There are a few things wrong:
You have not configured a port, so the Bokeh server will use its default port of 5006 (not 5000)
You have not configured an app path, so the Bokeh server will serve the app from its default location of / (not /bokeh)
It's also worth mentioning that if you whitelist localhost as an allow websocket origin, then it literally must be localhost in the URL bar (i.e. not 127.0.0.1, they are not interchangeable in this context)
Lastly, it's a lot of extra work to put the Bokeh app code in a plain python script that calls Server manually, etc. You could just put the contents of run in a file and call bokeh serve --port=5000 app.py and then the app will be available at localhost:5000/app
I add some details to #bigreddot's answer.
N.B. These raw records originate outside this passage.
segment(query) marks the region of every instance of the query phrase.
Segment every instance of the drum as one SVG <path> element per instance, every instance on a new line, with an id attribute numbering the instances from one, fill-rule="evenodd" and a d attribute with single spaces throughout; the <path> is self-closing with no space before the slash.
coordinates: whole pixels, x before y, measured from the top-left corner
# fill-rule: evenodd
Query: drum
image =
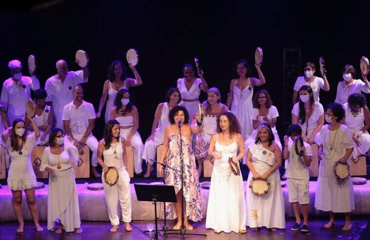
<path id="1" fill-rule="evenodd" d="M 254 61 L 257 65 L 261 66 L 262 64 L 263 60 L 263 52 L 262 52 L 262 49 L 260 47 L 257 47 L 256 48 L 256 51 L 254 52 Z"/>
<path id="2" fill-rule="evenodd" d="M 231 172 L 235 176 L 240 175 L 240 168 L 238 163 L 232 161 L 232 158 L 229 158 L 227 161 L 230 165 L 230 169 L 231 169 Z"/>
<path id="3" fill-rule="evenodd" d="M 209 189 L 211 188 L 211 182 L 210 181 L 204 181 L 201 182 L 201 187 L 204 189 Z"/>
<path id="4" fill-rule="evenodd" d="M 137 51 L 134 48 L 128 49 L 126 54 L 126 59 L 127 62 L 130 63 L 131 66 L 136 66 L 139 62 L 139 54 Z"/>
<path id="5" fill-rule="evenodd" d="M 340 180 L 345 180 L 350 175 L 349 173 L 349 165 L 347 163 L 343 163 L 339 161 L 337 161 L 333 166 L 334 175 Z"/>
<path id="6" fill-rule="evenodd" d="M 108 171 L 104 173 L 104 181 L 111 187 L 118 181 L 120 175 L 115 167 L 108 167 Z"/>
<path id="7" fill-rule="evenodd" d="M 87 54 L 83 50 L 78 50 L 76 53 L 76 63 L 81 67 L 85 67 L 87 66 L 89 62 L 89 58 Z"/>
<path id="8" fill-rule="evenodd" d="M 35 72 L 36 70 L 36 57 L 31 55 L 28 56 L 28 71 L 31 73 Z"/>
<path id="9" fill-rule="evenodd" d="M 99 191 L 103 190 L 103 184 L 100 182 L 90 183 L 87 184 L 87 189 L 92 191 Z"/>
<path id="10" fill-rule="evenodd" d="M 33 118 L 36 115 L 36 103 L 31 99 L 26 100 L 26 112 L 27 115 Z"/>
<path id="11" fill-rule="evenodd" d="M 263 195 L 267 193 L 269 187 L 270 183 L 267 180 L 255 179 L 254 177 L 252 179 L 249 184 L 249 188 L 254 194 L 257 195 Z"/>

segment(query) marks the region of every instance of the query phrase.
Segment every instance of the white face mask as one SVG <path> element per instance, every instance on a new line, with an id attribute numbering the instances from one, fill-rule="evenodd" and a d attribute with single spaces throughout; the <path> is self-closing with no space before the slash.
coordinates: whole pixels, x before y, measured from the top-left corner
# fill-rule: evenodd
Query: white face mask
<path id="1" fill-rule="evenodd" d="M 128 99 L 122 99 L 121 100 L 121 102 L 122 103 L 122 105 L 126 106 L 130 102 L 130 100 Z"/>
<path id="2" fill-rule="evenodd" d="M 17 80 L 21 80 L 21 79 L 22 78 L 22 73 L 18 73 L 13 74 L 13 77 Z"/>
<path id="3" fill-rule="evenodd" d="M 309 95 L 299 95 L 299 98 L 303 102 L 307 102 L 309 100 Z"/>
<path id="4" fill-rule="evenodd" d="M 25 131 L 26 131 L 26 130 L 23 128 L 17 128 L 16 129 L 16 134 L 20 137 L 22 137 L 23 136 L 23 134 L 24 133 Z"/>
<path id="5" fill-rule="evenodd" d="M 305 76 L 306 76 L 306 77 L 308 79 L 310 79 L 311 77 L 313 75 L 313 72 L 312 71 L 308 71 L 306 70 L 305 71 Z"/>
<path id="6" fill-rule="evenodd" d="M 64 139 L 62 137 L 61 138 L 55 138 L 55 143 L 59 145 L 62 145 L 64 141 Z"/>
<path id="7" fill-rule="evenodd" d="M 344 73 L 343 74 L 343 79 L 346 81 L 348 81 L 349 80 L 351 80 L 352 78 L 352 75 L 350 73 Z"/>

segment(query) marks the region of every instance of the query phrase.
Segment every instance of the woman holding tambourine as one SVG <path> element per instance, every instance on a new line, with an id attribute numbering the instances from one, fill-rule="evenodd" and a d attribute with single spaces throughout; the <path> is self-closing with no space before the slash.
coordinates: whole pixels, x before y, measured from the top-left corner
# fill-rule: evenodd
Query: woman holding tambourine
<path id="1" fill-rule="evenodd" d="M 333 171 L 334 163 L 348 164 L 348 158 L 355 145 L 348 127 L 339 124 L 344 115 L 343 107 L 339 103 L 330 103 L 327 107 L 325 120 L 329 124 L 321 128 L 318 139 L 318 157 L 321 162 L 315 207 L 329 211 L 330 220 L 324 225 L 327 228 L 335 223 L 334 213 L 344 213 L 346 222 L 342 230 L 349 230 L 352 226 L 350 212 L 354 210 L 352 180 L 350 177 L 338 179 Z"/>
<path id="2" fill-rule="evenodd" d="M 120 218 L 117 212 L 119 200 L 125 229 L 126 231 L 131 231 L 130 176 L 126 168 L 127 156 L 124 139 L 120 137 L 120 123 L 115 120 L 109 120 L 105 124 L 104 138 L 100 140 L 98 146 L 98 162 L 103 168 L 104 173 L 102 175 L 102 179 L 108 207 L 108 215 L 112 225 L 110 231 L 117 232 L 120 225 Z M 118 179 L 115 183 L 108 184 L 104 176 L 111 167 L 117 171 Z"/>
<path id="3" fill-rule="evenodd" d="M 221 113 L 217 122 L 217 132 L 211 138 L 208 150 L 214 163 L 206 227 L 212 228 L 216 233 L 245 233 L 243 177 L 240 173 L 236 175 L 232 172 L 228 162 L 231 160 L 239 165 L 239 160 L 245 154 L 244 141 L 239 133 L 238 120 L 232 113 Z"/>
<path id="4" fill-rule="evenodd" d="M 208 84 L 203 77 L 202 70 L 199 69 L 198 71 L 200 79 L 194 77 L 195 71 L 191 63 L 184 65 L 183 73 L 184 78 L 177 80 L 176 86 L 181 94 L 180 105 L 185 107 L 189 116 L 191 117 L 197 112 L 201 90 L 206 92 L 208 90 Z"/>
<path id="5" fill-rule="evenodd" d="M 55 220 L 61 225 L 55 231 L 76 233 L 82 232 L 80 218 L 80 207 L 75 173 L 71 159 L 77 164 L 79 158 L 77 148 L 63 142 L 63 131 L 53 128 L 49 136 L 49 146 L 44 150 L 41 159 L 40 171 L 49 173 L 47 198 L 47 229 L 53 230 Z"/>
<path id="6" fill-rule="evenodd" d="M 281 150 L 268 123 L 261 124 L 257 132 L 255 142 L 248 147 L 247 186 L 251 186 L 255 179 L 262 179 L 267 180 L 269 186 L 268 191 L 261 195 L 253 192 L 252 188 L 247 190 L 247 225 L 254 231 L 263 226 L 275 231 L 276 228 L 285 228 L 285 206 L 279 173 Z"/>
<path id="7" fill-rule="evenodd" d="M 143 84 L 143 81 L 134 65 L 129 63 L 129 66 L 134 73 L 135 79 L 127 77 L 126 69 L 123 63 L 119 60 L 112 61 L 108 68 L 107 78 L 103 85 L 103 92 L 99 102 L 99 107 L 96 114 L 97 118 L 100 117 L 102 110 L 106 101 L 105 106 L 105 122 L 109 119 L 110 110 L 114 106 L 114 99 L 120 89 L 128 89 L 130 87 L 136 87 Z M 107 100 L 107 97 L 108 99 Z"/>

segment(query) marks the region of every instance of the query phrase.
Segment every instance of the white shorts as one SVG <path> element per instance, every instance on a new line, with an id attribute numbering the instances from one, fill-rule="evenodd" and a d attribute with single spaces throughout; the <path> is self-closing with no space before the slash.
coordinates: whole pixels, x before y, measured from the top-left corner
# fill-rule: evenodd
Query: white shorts
<path id="1" fill-rule="evenodd" d="M 299 202 L 300 204 L 307 204 L 309 202 L 308 179 L 296 179 L 288 178 L 289 202 Z"/>

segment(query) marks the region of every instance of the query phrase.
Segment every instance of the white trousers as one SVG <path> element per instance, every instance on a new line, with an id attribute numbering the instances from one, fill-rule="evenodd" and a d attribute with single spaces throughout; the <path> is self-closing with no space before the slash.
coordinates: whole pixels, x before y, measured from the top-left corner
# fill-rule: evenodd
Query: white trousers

Code didn't work for me too. I even found exactly this code in some tutorial and main problem was that it was using nginx which was converting /bokeh to http://127.0.0.1/bokeh. But on local computer without nginx I have to change all urls.
EDIT: I found tutorial with this code https://rbtechblog.com/blog/deploy_bokeh_app
I start changing code and reduce it to create minimal code which works. I made changes similar to changes mentioned by bigreddot.
Bokeh
I put code directly in file without def and without Server
filename.py
from numpy.random import random
from bokeh.io import curdoc
from bokeh.plotting import figure
from bokeh.layouts import column, widgetbox
from bokeh.models import Button, ColumnDataSource
def click(n=100):
source.data = {'x': range(n), 'y': random(n)}
fig = figure(title='random data', width=800, height=400, tools='pan,box_zoom,reset,save')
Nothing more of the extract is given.